Nearly a decade after leaving network news to head WNET New York, Neal Shapiro, the former NBC News president, has leveraged the PBS station’s public airwaves to drive awareness of community issues and support local programming. Long a big booster of public education, Shapiro, WNET’s CEO, in September orchestrated the station’s fifth annual American Graduate Day, a four-hour broadcast (Shapiro calls it a cross between Election Night and a Jerry Lewis Telethon) promoting the importance of staying in school. He also has been instrumental in furthering local content across public broadcasting by helping produce it for stations that don’t have the resources to do so themselves. Shapiro spoke with B&C’s Diana Marszalek about changing from commercial to public TV, working with broadcast brethren including his wife, Nightline anchor Juju Chang, and why he gets to use airtime in ways that others don’t. An edited transcript:
You had a lofty career with the networks, including a stint as president of NBC News. How does working in public broadcasting compare?

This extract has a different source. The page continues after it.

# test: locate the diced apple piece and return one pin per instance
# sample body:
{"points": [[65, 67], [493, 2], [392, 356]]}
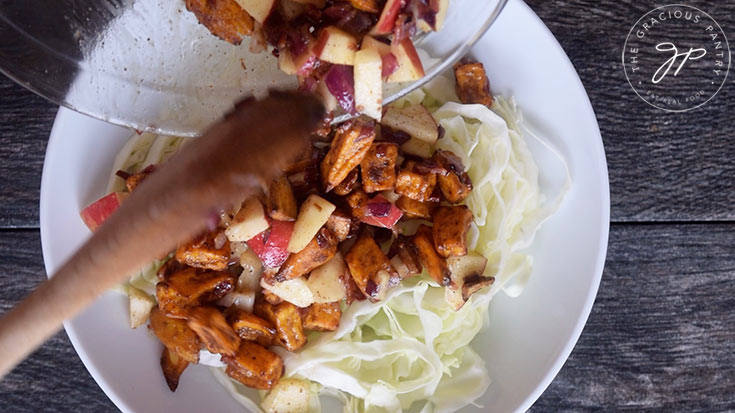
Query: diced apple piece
{"points": [[141, 305], [430, 16], [325, 282], [387, 19], [328, 99], [314, 213], [336, 46], [271, 245], [415, 120], [259, 9], [369, 83], [249, 221], [409, 63], [96, 213], [389, 62], [288, 395], [296, 291]]}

We are able to do a lot of things that are harder for my colleagues in commercial TV. First, we have the time. Our shows are 26 minutes not 21 minutes. They look at ratings and we are invested in people’s spirit, we can affect how they are feeling about something. I have never had anyone call me and say, ‘I am very disappointed in the numbers.’

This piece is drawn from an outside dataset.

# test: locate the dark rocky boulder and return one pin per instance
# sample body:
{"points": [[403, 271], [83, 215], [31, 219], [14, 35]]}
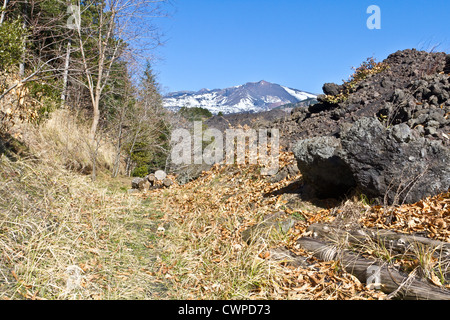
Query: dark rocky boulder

How do you use that to your advantage?
Our production of American Graduate Day speaks to what public TV can do in a way that commercial TV can’t. We take our most precious resource, airtime, once a year and devote it to education but also partnering with others around the community and across the country. It’s the great confluence – the ability to take a public television station, and local groups and together focus excitement around the issue. We produce a big, live event that is a cross between Election Night and a Jerry Lewis Telethon.
We started this as part of the Corporation for Public Broadcasting’s Spotlight Education initiative which includes projects stations can do throughout the year – some may do reading after school; some have meetings at their stations. We wanted to do what we could that could bring bigness and grandness to the effort. Education is very important. STEM is very important but even for local stations to rally around them
Yet few public broadcasters have the resources to pull off that kind of event.
Other stations are not going to be able to stage a four-hour live broadcast. The idea is to engage famous journalists we have had as hosts over the years – Soledad O’Brien, Brian Williams, Bryant Gumbel and JuJu Chang – and many PBS stations can carry it. There are ways for local stations to opt in, and where they can break in with their own local content, and 34 did this year. Eighty-three percent of the country saw it.
Do you work with those stations in other ways, too?
We try to innovate and involve lots of stations in doing so. At one point I said to the stations, ‘Why don’t you do a weekly arts and culture show?’ But that’s expensive. So then I said, ‘Why don’t you send me all your content and I will send you back a show that’s customized.’ Now NYC Arts has 33 different versions and 33 different hosts, and we do it all digitally. We also have SciTech Now which stations can take apart – and 23 stations do.
The payoffs of these efforts must be very different than the kind of you got at the networks.
Commercial TV has plenty of ads to sell, and it’s competitive. They have companies to run and shareholders to answer to. There is a huge difference in public television that is unique to what we do – educating kids, promoting arts and culture, research. It’s thrilling to stay on topics like education and to see every station around doing it too. And then the feedback you get from viewers, to have viewers tell you how touched they are by these programs.